Los tres verbos que Francisco desea que se mediten durante esta jornada son: gritar, responder, liberar. Tres acciones propias de los que han perdido la esperanza, de los que dentro de sí mismos habita la voz del Espíritu que actúa y lleva a los hombres y mujeres a ser poseedores de una nueva identidad, la identidad de los hijos de Dios.

El hombre y la mujer gritan en diversos momentos. El hombre grita en silencio cuando debe dejar su casa en busca de posibilidades mejores en otros países, en otras ciudades. Llora la mujer que debe prostituirse porque no ha logrado conseguir otras opciones para llevar el plato de comida, la ropa, zapatos, y educación a sus hijos. Llora la mujer en las camillas de los hospitales dando a luz, dando esperanza, trayendo al mundo nuevas buenas noticias, nuevas posibilidades de hacer Dios posible su actuar a través de las personas que aprenden a ser humanos en el encuentro con el otro. El grito es una realidad humana, es una experiencia del alma.

Al grito llega la respuesta. La respuesta es una acción o acciones concretas en favor de aquel que grita, del que llora, del que muere en las plazas producto de la bala pagada con sus impuestos, del que grita muriendo ahogado cruzando el río de la frontera mexicana, el que muere o es secuestrado por la policía en Centroamérica, del que es apresado por ser mula de carga de droga en las fronteras de Centroamérica. La respuesta no es solo el actuar del hombre en favor del hombre, sino la respuesta del Dios a través de las manos de los hombres que inspirados por el Espíritu se dejan mover y mueven la tierra para salir de un Egipto ficticio o real, para ser hombres y mujeres con la esperanza retornando en la mirada, en los gestos, en la risa del niño y del anciano.

La respuesta es la vida misma que ríe en favor del oprimido. Que le grita desde el corazón de Dios que es un amado del Padre. Que Jesús ha manifestado su gracia y ha resucitado en su felicidad. La respuesta que Francisco quiere de la Iglesia es un acto humano, real, sentido, elocuente y directo. Una respuesta que mira a lo profundo de los ojos del alma mediante la sonrisa del gestual de la persona que ayuda.

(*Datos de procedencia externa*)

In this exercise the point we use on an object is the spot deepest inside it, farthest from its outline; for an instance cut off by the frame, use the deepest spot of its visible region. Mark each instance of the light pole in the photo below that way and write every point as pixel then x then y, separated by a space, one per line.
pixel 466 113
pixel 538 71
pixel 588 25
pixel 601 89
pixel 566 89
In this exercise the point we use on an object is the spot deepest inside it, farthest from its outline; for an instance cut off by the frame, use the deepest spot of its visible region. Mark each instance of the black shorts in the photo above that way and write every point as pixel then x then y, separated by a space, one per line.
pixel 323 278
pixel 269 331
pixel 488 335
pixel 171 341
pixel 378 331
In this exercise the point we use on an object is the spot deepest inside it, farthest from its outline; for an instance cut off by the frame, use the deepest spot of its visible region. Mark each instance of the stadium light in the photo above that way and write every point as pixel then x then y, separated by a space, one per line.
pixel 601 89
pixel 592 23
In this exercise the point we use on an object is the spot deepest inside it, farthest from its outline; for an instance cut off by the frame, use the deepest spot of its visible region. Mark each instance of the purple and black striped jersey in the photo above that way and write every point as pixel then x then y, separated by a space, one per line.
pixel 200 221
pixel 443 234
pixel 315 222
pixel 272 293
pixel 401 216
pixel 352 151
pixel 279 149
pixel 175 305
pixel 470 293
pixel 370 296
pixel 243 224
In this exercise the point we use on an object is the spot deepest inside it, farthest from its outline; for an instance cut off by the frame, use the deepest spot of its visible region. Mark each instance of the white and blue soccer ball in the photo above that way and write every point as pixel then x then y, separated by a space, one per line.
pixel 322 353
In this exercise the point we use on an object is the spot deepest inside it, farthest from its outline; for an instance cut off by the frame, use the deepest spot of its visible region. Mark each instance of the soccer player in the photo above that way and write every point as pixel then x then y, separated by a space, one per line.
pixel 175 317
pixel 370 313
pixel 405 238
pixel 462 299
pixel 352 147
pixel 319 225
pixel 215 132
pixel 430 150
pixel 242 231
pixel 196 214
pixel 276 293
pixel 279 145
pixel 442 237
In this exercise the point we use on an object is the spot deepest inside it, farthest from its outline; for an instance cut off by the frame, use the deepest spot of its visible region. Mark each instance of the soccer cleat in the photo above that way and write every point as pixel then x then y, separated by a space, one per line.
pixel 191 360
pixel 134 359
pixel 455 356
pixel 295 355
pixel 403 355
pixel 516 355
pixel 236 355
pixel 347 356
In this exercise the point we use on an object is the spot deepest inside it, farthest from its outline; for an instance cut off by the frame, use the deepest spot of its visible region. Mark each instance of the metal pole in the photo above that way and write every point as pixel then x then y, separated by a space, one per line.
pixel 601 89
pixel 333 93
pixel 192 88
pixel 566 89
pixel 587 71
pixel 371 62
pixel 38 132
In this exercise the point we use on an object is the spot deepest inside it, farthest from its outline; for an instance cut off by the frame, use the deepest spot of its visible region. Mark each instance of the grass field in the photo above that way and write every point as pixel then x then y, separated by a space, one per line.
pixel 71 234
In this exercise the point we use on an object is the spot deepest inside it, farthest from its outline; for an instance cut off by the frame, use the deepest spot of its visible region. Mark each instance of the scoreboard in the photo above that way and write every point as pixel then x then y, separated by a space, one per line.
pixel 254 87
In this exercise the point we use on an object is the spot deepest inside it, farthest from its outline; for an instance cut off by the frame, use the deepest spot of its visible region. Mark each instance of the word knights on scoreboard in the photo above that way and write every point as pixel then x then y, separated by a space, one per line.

La liberación es lo que se busca. La liberación que surge con la Palabra viva y verdadera. Francisco quiere que la liberación sea a partir de la cercanía, lo concreto y tangible que puede hacer un cristiano por comenzar un “genuino itinerario de liberación” (II Jornada Mundial de los Pobres, 4), porque «Cada cristiano y cada comunidad están llamados a ser instrumentos de Dios para la liberación y promoción de los pobres, de manera que puedan integrarse plenamente en la sociedad; esto supone que seamos dóciles y atentos para escuchar el clamor del pobre y socorrerlo» (Exhort. ap. Evangelii gaudium, 187).

En esta Jornada Mundial estamos todos invitados al banquete, del banquete de la misericordia por los que viven sin gozar de ella. De los que mueren y de los que luchan diariamente por la vida. La oración es la primera acción, lo concreto lo segundo y la esperanza acompañada de la caridad del corazón le darán sentido al ser Iglesia.